Gastbeitrag aus
Streitkräfte und Strategien - NDR info
18. Oktober 2003


Zu wenig Geld und kaum Soldaten?

Was von der anstehenden Irak-Geberkonferenz zu erwarten ist.

von Dr. Karl-Heinz Harenberg

Geld ist eine ganz besondere Waffe. Und selbst die USA, die hochgerüstete einzige Supermacht auf dieser Erde, geraten in Schwierigkeiten, wenn ihr diese Waffen ausgehen. Eben das geschieht zur Zeit. Der Überfall auf den Irak und dessen Folgen, eine Krieg ohne Ende, ist für die USA zur Schuldenfalle geworden.

Während die amerikanischen Soldaten und deren Verbündete im Irak gegen einen unsichtbaren Feind kämpfen, der ständig stärker zu werden scheint, wissen die politisch Verantwortlichen im fernen Washington genau, dass sie diesen Krieg verlieren werden, wenn sich die Lebensbedingungen für die seit Jahrzehnten geschundene Bevölkerung nicht schon sehr bald nachhaltig verbessern. Aber diese Aufgabe erweist sich als zunehmend schwieriger. Der Grund dafür liegt nicht nur in der Fortsetzung der Kämpfe, die monatlich an die 4 Milliarden Dollar verschlingen; auch die immensen Kosten, die für den Wiederaufbau des Landes aufgebracht werden müssen, überfordern die amerikanische Finanzkraft. Allein für den Zeitraum bis Ende nächsten Jahres hat die US-Besatzungsbehörde unter ihrem Leiter Paul Bremer vom US-Kongreß 20 Milliarden Dollar für zivile Maßnahmen beantragt. Für die kommenden vier Jahre belaufen sich die geschätzten Kosten sogar auf bis zu 75 Milliarden Dollar. Dass sich die Regierung Bush bei diesen Aussichten um Unterstützung in aller Welt, vor allem natürlich bei den Verbündeten in Europa und im fernen Osten bemüht, ist daher nur selbstverständlich.

Erste Versuche des amerikanischen Präsidenten, seine hochrangigen Gesprächspartner am Rande der UN-Vollversammlung Ende vergangenen Monats in New York um Bares anzugehen, blieben jedoch weitgehend erfolglos. Selbst der um Wiedergutmachung bemühte deutsche Bundeskanzler wollte nur Ausbildungsbeihilfen beim Aufbau der irakischen Polizei anbieten.

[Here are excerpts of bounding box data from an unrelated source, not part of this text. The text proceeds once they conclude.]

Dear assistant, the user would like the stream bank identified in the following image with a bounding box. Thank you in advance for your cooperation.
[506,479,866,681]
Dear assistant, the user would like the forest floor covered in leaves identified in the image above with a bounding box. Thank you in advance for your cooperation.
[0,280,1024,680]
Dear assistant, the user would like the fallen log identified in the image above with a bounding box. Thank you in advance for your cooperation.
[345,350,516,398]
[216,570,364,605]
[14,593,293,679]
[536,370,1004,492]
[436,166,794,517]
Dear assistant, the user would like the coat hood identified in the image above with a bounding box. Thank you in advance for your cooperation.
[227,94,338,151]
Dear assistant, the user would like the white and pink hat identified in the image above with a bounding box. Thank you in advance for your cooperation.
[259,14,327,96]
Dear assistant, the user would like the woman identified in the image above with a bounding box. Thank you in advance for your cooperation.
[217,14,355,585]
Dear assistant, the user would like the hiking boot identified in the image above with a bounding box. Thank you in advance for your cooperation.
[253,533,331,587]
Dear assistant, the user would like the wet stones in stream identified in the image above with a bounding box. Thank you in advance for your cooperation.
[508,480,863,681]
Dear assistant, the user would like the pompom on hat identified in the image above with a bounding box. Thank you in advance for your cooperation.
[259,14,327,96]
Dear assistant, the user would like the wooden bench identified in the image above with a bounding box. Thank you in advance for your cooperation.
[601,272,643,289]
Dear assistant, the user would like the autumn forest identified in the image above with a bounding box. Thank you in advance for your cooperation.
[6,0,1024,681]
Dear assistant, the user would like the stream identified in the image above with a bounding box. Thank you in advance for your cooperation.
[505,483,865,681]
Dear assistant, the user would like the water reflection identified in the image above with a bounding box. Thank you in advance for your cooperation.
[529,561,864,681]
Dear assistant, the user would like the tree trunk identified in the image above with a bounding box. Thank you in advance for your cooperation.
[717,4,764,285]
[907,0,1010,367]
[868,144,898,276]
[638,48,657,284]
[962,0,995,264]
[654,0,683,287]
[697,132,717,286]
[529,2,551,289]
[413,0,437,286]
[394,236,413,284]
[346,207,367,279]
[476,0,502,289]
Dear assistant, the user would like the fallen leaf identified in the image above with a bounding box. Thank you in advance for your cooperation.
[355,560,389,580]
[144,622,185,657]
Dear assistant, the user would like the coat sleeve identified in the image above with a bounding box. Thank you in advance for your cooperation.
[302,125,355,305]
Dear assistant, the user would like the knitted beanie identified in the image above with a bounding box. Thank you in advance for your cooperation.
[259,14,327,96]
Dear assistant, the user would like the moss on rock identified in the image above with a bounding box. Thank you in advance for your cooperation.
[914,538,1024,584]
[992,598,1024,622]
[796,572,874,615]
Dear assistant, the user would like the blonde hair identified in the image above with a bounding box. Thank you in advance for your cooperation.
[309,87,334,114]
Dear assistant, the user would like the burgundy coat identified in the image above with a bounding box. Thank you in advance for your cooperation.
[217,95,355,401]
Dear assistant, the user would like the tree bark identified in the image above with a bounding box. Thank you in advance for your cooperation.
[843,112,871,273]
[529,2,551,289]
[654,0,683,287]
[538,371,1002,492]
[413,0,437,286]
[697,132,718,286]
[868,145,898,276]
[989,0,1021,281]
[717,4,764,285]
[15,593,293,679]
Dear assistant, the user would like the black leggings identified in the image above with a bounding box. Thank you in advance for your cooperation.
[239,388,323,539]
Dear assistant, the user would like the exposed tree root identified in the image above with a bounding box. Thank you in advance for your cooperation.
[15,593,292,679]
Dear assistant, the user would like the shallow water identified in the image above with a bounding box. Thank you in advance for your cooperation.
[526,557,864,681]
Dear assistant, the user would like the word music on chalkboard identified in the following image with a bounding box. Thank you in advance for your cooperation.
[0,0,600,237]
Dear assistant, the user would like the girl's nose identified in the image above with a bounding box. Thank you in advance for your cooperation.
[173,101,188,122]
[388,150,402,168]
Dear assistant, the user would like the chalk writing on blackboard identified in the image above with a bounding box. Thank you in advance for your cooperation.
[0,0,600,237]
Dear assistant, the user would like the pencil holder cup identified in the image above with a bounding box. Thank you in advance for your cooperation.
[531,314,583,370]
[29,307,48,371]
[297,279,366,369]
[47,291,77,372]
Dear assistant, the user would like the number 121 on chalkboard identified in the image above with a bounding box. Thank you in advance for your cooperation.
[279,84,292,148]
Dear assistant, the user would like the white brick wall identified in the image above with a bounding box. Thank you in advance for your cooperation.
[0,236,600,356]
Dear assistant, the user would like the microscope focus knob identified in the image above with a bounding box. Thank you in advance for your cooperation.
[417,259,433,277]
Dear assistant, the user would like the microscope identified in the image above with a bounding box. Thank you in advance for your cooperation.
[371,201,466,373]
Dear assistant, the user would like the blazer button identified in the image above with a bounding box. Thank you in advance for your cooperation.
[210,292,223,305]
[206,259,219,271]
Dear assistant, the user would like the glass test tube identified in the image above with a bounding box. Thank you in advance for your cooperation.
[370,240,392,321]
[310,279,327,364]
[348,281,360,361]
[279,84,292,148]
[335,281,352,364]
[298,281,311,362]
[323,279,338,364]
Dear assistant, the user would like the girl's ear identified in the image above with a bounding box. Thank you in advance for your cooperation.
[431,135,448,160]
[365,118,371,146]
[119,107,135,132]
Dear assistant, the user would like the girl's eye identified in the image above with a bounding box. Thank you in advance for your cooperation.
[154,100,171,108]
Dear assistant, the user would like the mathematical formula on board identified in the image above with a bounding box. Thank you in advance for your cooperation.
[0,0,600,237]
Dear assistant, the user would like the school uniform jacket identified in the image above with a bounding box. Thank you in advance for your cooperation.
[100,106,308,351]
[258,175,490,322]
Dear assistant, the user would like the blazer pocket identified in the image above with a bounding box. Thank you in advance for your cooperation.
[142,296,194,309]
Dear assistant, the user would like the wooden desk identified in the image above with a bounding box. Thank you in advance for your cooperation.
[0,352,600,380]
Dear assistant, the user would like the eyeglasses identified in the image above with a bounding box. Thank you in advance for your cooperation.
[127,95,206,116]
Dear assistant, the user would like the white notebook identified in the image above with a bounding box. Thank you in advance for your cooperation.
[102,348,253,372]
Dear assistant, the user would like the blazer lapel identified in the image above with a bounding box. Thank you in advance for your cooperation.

Vor diesem Hintergrund wird die Geberkonferenz Ende kommender Woche in Madrid mit Spannung erwartet. Mehrere Dutzend Staaten und Organisationen wie die UNO, die EU, die Weltbank und der Internationale Währungsfonds wollen bei diesem Treffen entscheiden, was sie jeweils als Wiederaufbauhilfe für den Irak beitragen können und wollen. Zwar sind solche Geberkonferenzen durchaus üblich, wie vergleichbare Treffen über das ehemalige Jugoslawien oder Afghanistan gezeigt haben; aber die Vorgeschichte des Irakkrieges wirft für die Zusammenkunft in Madrid ganz besondere Probleme auf, herrscht doch gerade bei den Gegnern dieses Krieges wie Deutschland, Frankreich oder Russland die Sorge, man trage nachträglich zur Rechtfertigung des anglo-amerikanischen Angriffs auf den Irak bei, wenn man sich jetzt nach amerikanischen Vorgaben am Wiederaufbau beteilige. Die Folge: Die Kriegsgegner, aber auch andere Länder wie Indien oder Japan fordern nachdrücklich, dass die USA die Verantwortung für den Wiederaufbau des Irak an die Vereinten Nationen abgeben. Andernfalls wären nämlich die UNO und alle am Wiederaufbau beteiligten Länder direkt dem amerikanischen Verteidigungsminister Donald Rumsfeld unterstellt. Denn Präsident Bush hatte Rumsfeld nach dem offiziellen Ende des Krieges auch mit der Zuständigkeit für den zivilen Aufbau betraut - zur großen Verwunderung selbst in der amerikanischen Hauptstadt. Daran ändert grundsätzlich auch die Tatsache nichts, dass Bush jetzt eine neue Irak-Koordinierungsgruppe unter Leitung seiner Sicherheitsberaterin Condoleezza Rice berufen und Rumsfeld damit einen Aufpasser zur Seite gestellt hat. Also: Die Kriegsgegner als Aufbauhelfer im Irak unter dem Oberbefehl des amerikanischen Verteidigungsministers? Eine diskriminierende - eine untragbare Situation. Ungeachtet dessen weigert sich die amerikanische Regierung weiterhin hartnäckig, wie der jüngste Resolutionsentwurf für den UN-Sicherheitsrat in dieser Woche gezeigt hat, die Verantwortung für den Irak an die UNO zu übertragen.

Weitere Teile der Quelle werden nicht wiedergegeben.